• Mondo
  • Martedì 19 maggio 2015

I treni dovrebbero avere le cinture di sicurezza?

L'incidente ferroviario di Philadelphia ha riaperto una vecchia discussione che riguarda sia la sicurezza che i costi

(Foto di Mark Makela/Getty Images)
(Foto di Mark Makela/Getty Images)

Dopo l’incidente del treno che martedì scorso è deragliato a Philadelphia causando la morte di otto passeggeri – su un totale di 243 – è stata riproposta sulla stampa statunitense una vecchia e spinosa questione: i treni dovrebbero essere dotati di cinture di sicurezza? Il New York Times scrive che questa settimana il governo statunitense dovrebbe riprendere in considerazione il tema: almeno secondo quanto ha detto Ray LaHood, ex ministro dei trasporti.

La questione riguarda principalmente due aspetti: da una parte il ruolo delle cinture di sicurezza nella diminuzione dei rischi durante gli incidenti ferroviari (una questione studiata da fisici e ingegneri) e dall’altra il loro impatto in termini di costi (questione studiata dagli economisti).

Il primo aspetto viene considerato di solito in relazione agli incidenti automobilistici. Nella maggior parte degli incidenti automobilistici la fonte di rischio è data dalla velocità e dall’ostacolo contro cui si va a sbattere. Quando una macchina viaggia ad alta velocità e si scontra con un altro oggetto si genera una decelerazione improvvisa, che provoca a sua volta il movimento veloce e improvviso degli oggetti presenti nella vettura (esseri umani compresi): le cinture di sicurezza in questo caso trattengono il corpo e evitano che si trasformi in una specie di proiettile, pericoloso per se stesso e per gli altri. In questi casi quindi è dimostrato che le cinture di sicurezza diminuiscano effettivamente i rischi. Negli incidenti ferroviari invece le dinamiche sono diverse: i treni deragliano e, considerate le loro dimensioni, la decelerazione che li interessa durante l’impatto (che nella maggior parte dei casi è laterale e non frontale) è inferiore rispetto a quella delle automobili: in questi casi quindi le cinture non garantiscono in generale una diminuzione del rischio e dei danni come accade per le auto.

Si arriva così direttamente al secondo aspetto, cioè l’impatto delle cinture in termini di costi.
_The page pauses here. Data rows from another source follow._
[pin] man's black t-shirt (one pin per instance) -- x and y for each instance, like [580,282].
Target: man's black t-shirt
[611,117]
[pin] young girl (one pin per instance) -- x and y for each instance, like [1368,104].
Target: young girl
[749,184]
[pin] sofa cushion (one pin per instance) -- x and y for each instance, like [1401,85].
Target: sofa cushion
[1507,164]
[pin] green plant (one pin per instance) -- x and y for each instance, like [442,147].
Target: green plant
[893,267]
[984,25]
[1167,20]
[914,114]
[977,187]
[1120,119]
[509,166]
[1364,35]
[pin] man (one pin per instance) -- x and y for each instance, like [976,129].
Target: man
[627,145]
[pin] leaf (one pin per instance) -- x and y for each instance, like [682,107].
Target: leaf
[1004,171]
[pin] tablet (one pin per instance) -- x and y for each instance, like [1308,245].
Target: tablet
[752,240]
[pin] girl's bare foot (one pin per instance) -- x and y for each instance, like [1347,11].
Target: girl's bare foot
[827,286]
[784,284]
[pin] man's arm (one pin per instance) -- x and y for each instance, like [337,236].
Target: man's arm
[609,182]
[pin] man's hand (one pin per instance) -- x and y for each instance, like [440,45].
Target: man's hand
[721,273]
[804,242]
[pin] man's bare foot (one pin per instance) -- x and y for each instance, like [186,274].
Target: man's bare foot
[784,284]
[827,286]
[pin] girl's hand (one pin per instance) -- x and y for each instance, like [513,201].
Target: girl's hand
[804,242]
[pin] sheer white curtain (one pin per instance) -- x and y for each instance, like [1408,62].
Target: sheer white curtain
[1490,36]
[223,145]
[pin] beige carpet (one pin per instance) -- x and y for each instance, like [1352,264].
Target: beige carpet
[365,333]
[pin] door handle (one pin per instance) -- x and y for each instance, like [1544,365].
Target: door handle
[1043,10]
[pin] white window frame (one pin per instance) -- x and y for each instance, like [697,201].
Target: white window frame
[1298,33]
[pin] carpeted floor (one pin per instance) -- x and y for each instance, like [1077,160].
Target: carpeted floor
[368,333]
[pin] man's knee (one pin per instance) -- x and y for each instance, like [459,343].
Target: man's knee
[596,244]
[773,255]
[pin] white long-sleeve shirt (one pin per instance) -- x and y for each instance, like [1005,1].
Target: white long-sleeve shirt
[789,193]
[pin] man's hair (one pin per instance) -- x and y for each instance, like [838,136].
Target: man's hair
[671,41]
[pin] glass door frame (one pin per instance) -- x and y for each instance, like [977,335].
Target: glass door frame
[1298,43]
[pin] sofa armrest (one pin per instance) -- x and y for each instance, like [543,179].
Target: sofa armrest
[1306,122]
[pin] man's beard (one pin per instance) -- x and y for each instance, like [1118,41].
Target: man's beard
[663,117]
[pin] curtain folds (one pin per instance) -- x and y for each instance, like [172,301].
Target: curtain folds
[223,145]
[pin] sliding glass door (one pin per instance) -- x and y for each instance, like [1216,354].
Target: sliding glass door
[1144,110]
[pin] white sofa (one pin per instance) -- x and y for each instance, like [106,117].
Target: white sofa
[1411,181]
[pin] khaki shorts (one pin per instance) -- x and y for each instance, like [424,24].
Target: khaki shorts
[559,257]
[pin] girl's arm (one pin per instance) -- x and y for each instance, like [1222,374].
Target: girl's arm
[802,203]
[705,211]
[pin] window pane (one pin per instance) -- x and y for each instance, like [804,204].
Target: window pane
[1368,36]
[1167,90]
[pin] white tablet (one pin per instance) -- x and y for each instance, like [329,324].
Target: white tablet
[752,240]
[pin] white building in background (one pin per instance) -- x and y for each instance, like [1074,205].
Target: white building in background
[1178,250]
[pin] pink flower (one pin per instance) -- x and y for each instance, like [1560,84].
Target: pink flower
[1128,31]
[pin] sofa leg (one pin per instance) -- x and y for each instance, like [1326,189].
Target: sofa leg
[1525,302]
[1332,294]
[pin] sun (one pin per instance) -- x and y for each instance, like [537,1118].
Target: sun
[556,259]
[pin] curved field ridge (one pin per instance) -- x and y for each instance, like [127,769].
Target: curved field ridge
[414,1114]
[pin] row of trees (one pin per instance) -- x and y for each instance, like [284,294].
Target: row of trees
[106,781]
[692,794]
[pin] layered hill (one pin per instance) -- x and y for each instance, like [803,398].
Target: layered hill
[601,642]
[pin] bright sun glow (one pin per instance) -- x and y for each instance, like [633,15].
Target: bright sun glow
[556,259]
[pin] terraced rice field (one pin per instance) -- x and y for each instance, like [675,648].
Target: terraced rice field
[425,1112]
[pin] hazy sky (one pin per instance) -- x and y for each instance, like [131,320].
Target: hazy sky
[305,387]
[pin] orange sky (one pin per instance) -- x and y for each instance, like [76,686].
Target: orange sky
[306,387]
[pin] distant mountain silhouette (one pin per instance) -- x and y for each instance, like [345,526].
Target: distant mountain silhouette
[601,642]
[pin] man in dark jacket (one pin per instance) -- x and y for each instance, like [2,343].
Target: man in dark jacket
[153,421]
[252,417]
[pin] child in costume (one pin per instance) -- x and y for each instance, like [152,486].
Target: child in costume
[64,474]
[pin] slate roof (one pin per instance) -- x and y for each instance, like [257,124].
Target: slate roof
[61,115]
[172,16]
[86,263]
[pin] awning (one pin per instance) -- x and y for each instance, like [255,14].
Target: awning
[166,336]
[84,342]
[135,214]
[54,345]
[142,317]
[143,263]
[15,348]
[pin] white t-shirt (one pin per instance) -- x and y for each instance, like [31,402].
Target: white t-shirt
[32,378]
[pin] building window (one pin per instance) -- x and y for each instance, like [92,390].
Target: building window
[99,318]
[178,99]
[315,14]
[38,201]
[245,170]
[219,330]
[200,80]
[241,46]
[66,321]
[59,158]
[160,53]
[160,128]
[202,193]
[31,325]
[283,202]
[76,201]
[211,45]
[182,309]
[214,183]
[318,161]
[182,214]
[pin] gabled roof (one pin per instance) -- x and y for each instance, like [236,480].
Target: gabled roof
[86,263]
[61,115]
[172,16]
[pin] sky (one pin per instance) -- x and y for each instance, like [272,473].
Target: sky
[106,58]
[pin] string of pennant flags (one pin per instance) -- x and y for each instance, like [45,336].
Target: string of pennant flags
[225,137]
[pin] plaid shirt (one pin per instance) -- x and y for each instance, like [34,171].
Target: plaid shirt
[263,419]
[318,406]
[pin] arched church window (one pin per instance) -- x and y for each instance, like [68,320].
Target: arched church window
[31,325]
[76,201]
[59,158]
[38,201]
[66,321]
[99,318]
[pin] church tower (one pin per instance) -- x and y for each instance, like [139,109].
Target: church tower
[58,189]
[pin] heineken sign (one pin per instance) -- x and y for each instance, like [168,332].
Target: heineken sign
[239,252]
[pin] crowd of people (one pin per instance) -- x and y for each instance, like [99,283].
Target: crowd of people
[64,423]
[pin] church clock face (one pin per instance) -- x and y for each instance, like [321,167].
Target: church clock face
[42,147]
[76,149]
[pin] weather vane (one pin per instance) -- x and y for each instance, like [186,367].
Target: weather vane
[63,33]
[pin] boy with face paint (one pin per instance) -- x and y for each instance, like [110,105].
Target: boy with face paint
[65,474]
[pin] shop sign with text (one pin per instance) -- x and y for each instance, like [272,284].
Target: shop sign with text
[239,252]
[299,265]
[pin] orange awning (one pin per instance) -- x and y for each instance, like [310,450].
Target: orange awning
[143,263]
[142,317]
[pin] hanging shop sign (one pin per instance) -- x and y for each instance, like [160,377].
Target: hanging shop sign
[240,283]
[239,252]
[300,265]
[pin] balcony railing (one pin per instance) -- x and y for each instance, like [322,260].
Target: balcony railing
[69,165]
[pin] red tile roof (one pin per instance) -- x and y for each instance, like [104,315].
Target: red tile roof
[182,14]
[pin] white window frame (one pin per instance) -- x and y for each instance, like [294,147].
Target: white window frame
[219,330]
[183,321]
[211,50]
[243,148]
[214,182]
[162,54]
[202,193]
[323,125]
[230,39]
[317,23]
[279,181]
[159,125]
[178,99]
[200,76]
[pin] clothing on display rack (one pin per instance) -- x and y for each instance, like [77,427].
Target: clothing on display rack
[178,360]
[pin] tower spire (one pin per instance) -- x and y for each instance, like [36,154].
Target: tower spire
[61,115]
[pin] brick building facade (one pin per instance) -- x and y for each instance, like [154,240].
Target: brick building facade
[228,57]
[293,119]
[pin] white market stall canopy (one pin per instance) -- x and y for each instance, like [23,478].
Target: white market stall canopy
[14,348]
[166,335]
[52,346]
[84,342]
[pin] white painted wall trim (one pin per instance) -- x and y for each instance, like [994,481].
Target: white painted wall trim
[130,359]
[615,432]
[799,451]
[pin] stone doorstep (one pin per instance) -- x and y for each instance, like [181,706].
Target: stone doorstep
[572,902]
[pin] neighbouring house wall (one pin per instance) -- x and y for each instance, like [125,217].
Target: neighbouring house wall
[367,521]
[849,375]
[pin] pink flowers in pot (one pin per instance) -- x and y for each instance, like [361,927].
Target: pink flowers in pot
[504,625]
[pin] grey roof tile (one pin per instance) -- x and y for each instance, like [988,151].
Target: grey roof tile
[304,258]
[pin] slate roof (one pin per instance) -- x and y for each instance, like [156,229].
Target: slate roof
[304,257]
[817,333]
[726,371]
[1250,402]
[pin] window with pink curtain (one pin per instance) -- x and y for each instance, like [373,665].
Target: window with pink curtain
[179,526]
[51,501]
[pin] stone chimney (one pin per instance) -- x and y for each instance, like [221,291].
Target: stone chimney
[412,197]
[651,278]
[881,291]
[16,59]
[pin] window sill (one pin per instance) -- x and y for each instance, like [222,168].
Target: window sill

Il governo statunitense ha valutato che munire tutti i treni di cinture di sicurezza costerebbe troppo, visto che non è stata dimostrata ancora la loro efficacia e visto che, stando alle dinamiche tipiche degli incidenti ferroviari, le cinture di sicurezza di cui andrebbero dotati i treni non sono quelle degli aerei ma quelle delle macchine, e richiederebbero quindi un cambio complessivo anche dei sedili.

Rimane escluso da questi due aspetti un altro fattore rilevante: la tutela della libertà dei passeggeri, che sono abituati a potersi muovere e camminare liberamente durante il viaggio (cosa che possono fare perfino sugli aerei, escluse le fasi di decollo e atterraggio).

Al di là delle casistiche generali, però, l’incidente di martedì ha riaperto la discussione perché secondo i primi risultati dell’indagine condotta dal National Transportation Safety Board (NTSB) – l’agenzia federale che si occupa della sicurezza dei trasporti – il treno stava andando a una velocità di circa 170 chilometri orari, anziché rispettare il limite di 80 chilometri orari previsto per quel tratto di ferrovia. Le dinamiche dell’incidente di Philadelphia sono inusuali: la velocità del treno ha fatto sì che i passeggeri al momento dell’impatto rotolassero lateralmente, causandosi delle ferite che le cinture avrebbero evitato. «In questo caso quindi le cinture avrebbero probabilmente diminuito i rischi dell’impatto – anche se non lo si può affermare con certezza – ma non si può dire lo stesso di molti altri casi», scrive il New York Times.